During my organization’s half-century of advocating for the interests of North Carolina’s retired governmental employees, we have had days when we were proud of our legislature.
We have also had times when they have disappointed us, and compelled us to fight harder to secure a fair and just outcome for those who helped build this state into what it is today. There have been very few times when we felt both disappointed and ashamed.
This is, unfortunately, one of those times.
The Senate budget has been published and, once again, our legislators have inexcusably broken faith with their responsibilities to retired governmental employees.
Since 2008, our public-sector retirees have had no meaningful increase in their retirement checks. Their pensions have lost at least 20 percent of their purchasing power due to inflation. These workers served as highway patrol officers, public safety officers, health services providers, teachers, clerical workers and grounds and maintenance workers. Many worked in conditions where the salaries would not be acceptable today.
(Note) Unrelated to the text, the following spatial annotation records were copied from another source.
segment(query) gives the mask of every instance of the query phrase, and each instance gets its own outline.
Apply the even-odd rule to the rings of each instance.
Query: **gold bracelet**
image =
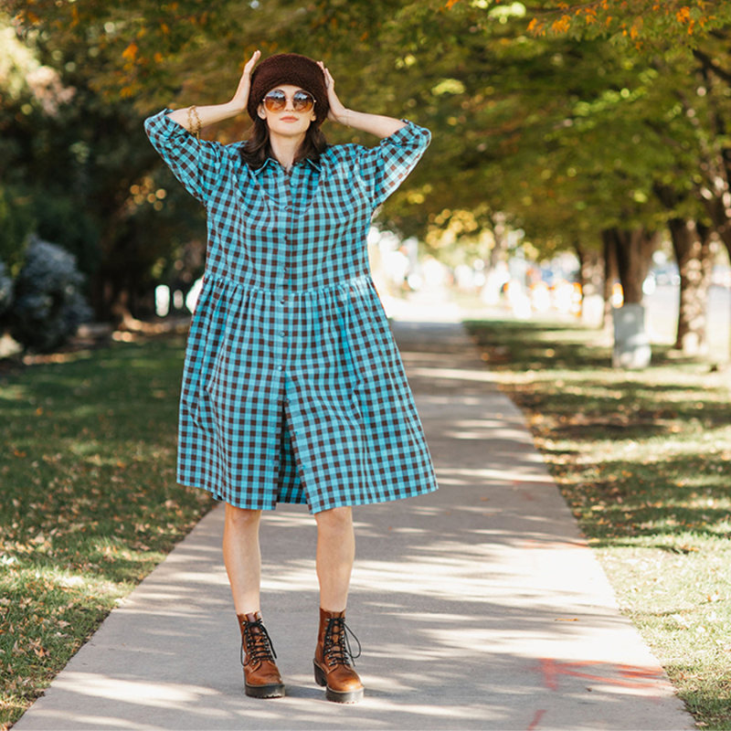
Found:
[[[193,123],[193,118],[196,118],[196,123]],[[198,116],[198,111],[196,109],[195,106],[188,107],[188,127],[190,128],[191,132],[196,135],[196,140],[200,140],[200,117]]]

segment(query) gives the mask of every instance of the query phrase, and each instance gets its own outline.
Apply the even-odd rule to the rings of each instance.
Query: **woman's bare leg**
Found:
[[[353,509],[333,508],[315,514],[317,521],[317,578],[320,607],[343,611],[348,600],[350,575],[355,557]]]
[[[226,503],[223,560],[231,585],[237,614],[260,609],[261,552],[259,547],[260,510],[245,510]]]

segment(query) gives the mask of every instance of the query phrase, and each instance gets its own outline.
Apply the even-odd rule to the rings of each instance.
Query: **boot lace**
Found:
[[[254,630],[259,631],[254,631]],[[267,628],[264,627],[260,619],[254,622],[246,620],[244,624],[244,640],[241,642],[241,664],[245,663],[244,649],[249,655],[250,662],[256,663],[264,660],[272,660],[277,657],[274,652],[274,645],[269,636]]]
[[[350,646],[350,635],[358,644],[357,654],[353,654]],[[355,633],[345,624],[342,617],[331,617],[327,620],[325,637],[323,642],[323,655],[330,667],[334,665],[355,664],[355,658],[360,657],[360,641]]]

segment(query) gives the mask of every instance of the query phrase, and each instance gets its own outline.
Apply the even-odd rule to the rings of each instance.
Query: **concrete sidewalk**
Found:
[[[461,326],[394,330],[441,489],[356,508],[348,623],[358,705],[313,680],[314,522],[265,516],[263,607],[287,697],[243,694],[209,514],[113,611],[16,728],[690,729],[657,661]]]

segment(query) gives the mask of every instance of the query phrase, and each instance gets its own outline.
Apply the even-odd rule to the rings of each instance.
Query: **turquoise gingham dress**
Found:
[[[245,143],[198,141],[169,112],[145,131],[208,225],[178,482],[242,508],[312,513],[436,490],[366,242],[429,131],[408,122],[375,148],[334,145],[290,172],[272,159],[254,171]]]

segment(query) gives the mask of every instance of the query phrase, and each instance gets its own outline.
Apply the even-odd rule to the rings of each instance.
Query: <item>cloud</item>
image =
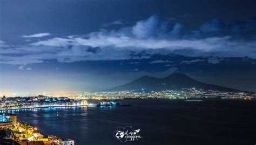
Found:
[[[106,27],[110,25],[122,25],[124,23],[120,20],[116,20],[113,21],[111,23],[106,23],[103,25],[102,26],[103,27]]]
[[[36,33],[31,35],[23,35],[22,37],[23,38],[32,38],[32,37],[43,37],[47,36],[50,36],[51,34],[50,33]]]
[[[25,65],[26,65],[26,64],[21,65],[18,68],[19,68],[19,70],[23,70]]]
[[[210,64],[218,64],[220,62],[219,58],[215,57],[210,57],[208,58],[208,62]]]
[[[225,25],[218,18],[214,18],[211,21],[204,23],[200,30],[203,32],[219,32],[225,28]]]
[[[190,64],[192,63],[195,63],[199,61],[204,61],[205,60],[204,59],[194,59],[194,60],[183,60],[180,62],[181,64]]]

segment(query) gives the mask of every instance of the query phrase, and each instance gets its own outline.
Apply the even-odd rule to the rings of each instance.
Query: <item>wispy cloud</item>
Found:
[[[43,37],[47,36],[50,36],[51,34],[50,33],[36,33],[31,35],[23,35],[22,37],[23,38],[32,38],[32,37]]]
[[[253,22],[245,22],[247,27],[247,27],[244,31],[251,30],[252,35],[256,34]],[[0,64],[22,65],[51,59],[73,63],[143,59],[156,53],[170,53],[193,57],[256,58],[256,42],[242,37],[237,39],[232,33],[224,33],[227,31],[222,31],[224,29],[223,23],[218,19],[206,22],[199,26],[198,30],[192,32],[184,32],[183,27],[178,23],[170,25],[153,15],[133,26],[118,30],[101,29],[85,35],[52,38],[24,46],[8,45],[0,42]],[[23,37],[50,34],[42,33]],[[196,59],[184,63],[198,61]]]

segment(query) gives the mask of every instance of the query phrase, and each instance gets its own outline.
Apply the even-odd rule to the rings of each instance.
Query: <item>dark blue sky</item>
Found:
[[[1,95],[174,72],[256,91],[253,1],[1,1]]]

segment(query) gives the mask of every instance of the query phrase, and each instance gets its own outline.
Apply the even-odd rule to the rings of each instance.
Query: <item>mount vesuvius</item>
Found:
[[[136,92],[160,91],[165,90],[177,90],[183,88],[196,88],[204,90],[214,90],[226,92],[240,92],[235,89],[205,84],[188,77],[175,73],[163,78],[150,77],[145,75],[130,82],[119,86],[105,91],[134,91]]]

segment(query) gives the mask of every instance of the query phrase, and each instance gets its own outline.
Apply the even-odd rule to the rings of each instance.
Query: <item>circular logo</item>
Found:
[[[124,133],[122,131],[118,131],[116,134],[116,136],[117,139],[122,139],[124,137]]]

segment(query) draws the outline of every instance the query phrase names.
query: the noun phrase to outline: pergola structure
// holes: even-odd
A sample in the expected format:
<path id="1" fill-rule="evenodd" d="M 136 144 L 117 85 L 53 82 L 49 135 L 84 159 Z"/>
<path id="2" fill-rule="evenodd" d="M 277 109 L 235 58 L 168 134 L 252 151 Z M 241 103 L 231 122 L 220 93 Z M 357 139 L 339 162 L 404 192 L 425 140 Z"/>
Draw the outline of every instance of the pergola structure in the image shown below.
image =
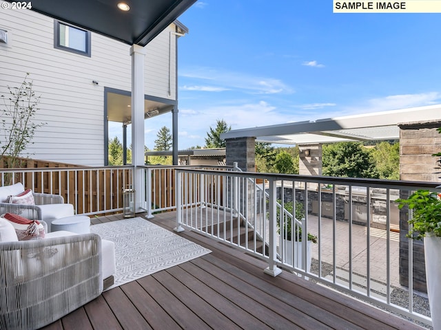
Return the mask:
<path id="1" fill-rule="evenodd" d="M 345 141 L 395 140 L 400 138 L 402 122 L 441 119 L 441 104 L 361 115 L 289 122 L 278 125 L 235 129 L 223 139 L 256 138 L 263 142 L 310 144 Z"/>
<path id="2" fill-rule="evenodd" d="M 39 0 L 32 3 L 32 10 L 132 46 L 132 164 L 135 168 L 144 165 L 144 46 L 196 1 Z M 172 121 L 174 159 L 177 162 L 177 109 L 173 111 Z M 136 189 L 141 183 L 141 170 L 136 168 L 134 188 Z M 141 199 L 138 194 L 136 210 Z"/>
<path id="3" fill-rule="evenodd" d="M 320 175 L 320 144 L 397 140 L 400 138 L 399 125 L 403 123 L 421 124 L 424 122 L 438 122 L 440 120 L 441 104 L 437 104 L 235 129 L 221 134 L 220 138 L 227 140 L 228 165 L 238 162 L 243 170 L 254 171 L 255 141 L 298 145 L 300 149 L 300 162 L 303 161 L 307 168 L 306 173 Z"/>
During their working years, they provided the underpinning for our state, which is now considered one of the fastest growing and best places to live in the USA. Compared to working in the private sector, their pay was modest, but they believed they had the security of a fair retirement plan in their future.
When news broke last month that the state unexpectedly had a $6 billion surplus, we were confident that the legislature’s sense of fairness and justice would prevail, and our retirees would get the cost-of-living adjustment (COLA) that was well overdue.
Sometimes people ask what is meant by a COLA, and why it exists.
Government pensions are determined by a formula, based primarily on salary and years of service. A pensioner knows in advance how many dollars will be in their monthly check.
It is meant to be fair and predictable, but there is a problem. The amount paid does not increase, but prices do. In the first few years of inflation, the reduction in purchasing power might be manageable as the retiree lives more and more frugally.
Consider a woman who began her retirement in 2008 at age 65 with a pension of $1,000 monthly. This year, she is 78 and her purchasing power, relative to 13 years ago, is only $800. She may need increased health care and prescription drugs. Those prices and co-pays steadily increase, as do the prices of food, utilities, services, etc. But her purchasing power continues to shrink.
This is where COLAs come in.
A retiree’s loss of purchasing power can be mitigated by the General Assembly granting a COLA, so that their monthly check is brought closer to the purchasing power it originally promised. In some states, a COLA is tied to increases in the Consumer Price Index, the measure of the average price of a defined array of goods the public tends to purchase. The retirees in those states know that their purchasing power at retirement will remain constant, regardless of inflation.
Until 2008, North Carolina provided regular COLAs for retired government workers. COLAs were expected to resume as needed once our financial crisis and the Great Recession passed. But that resumption did not occur.
Inflation is rapidly increasing the cost of food, fuel and medicine.
Older people were the most vulnerable demographic during the COVID-19 pandemic. Their contacts with family, church friends, neighbors and others were cut off. Many remain in especially challenging and lonely circumstances.
The Senate is proposing $13.9 billion in tax cuts. Tax cuts help ordinary working people and often boost the economy. But they do little to help those no longer part of the workforce. How can the legislature enact such huge tax cuts while saying there is no money to help our retirees? Failing to provide a desperately-needed COLA to our retirees is breaking faith with those who served the state and whose needs have become impossible to ignore.
We are better than this. Our history shows us to have held certain values close — keeping promises, upholding obligations, demonstrating both fiscal responsibility as well as compassion. The General Assembly’s budget should demonstrate those values. Inflation and stagnant retirement checks are drowning our state pensioners.
Alice L. Bordsen is a retired member of the N.C. House of Representatives for District 63 (Alamance County) and is a member of NCRGEA Board of Directors.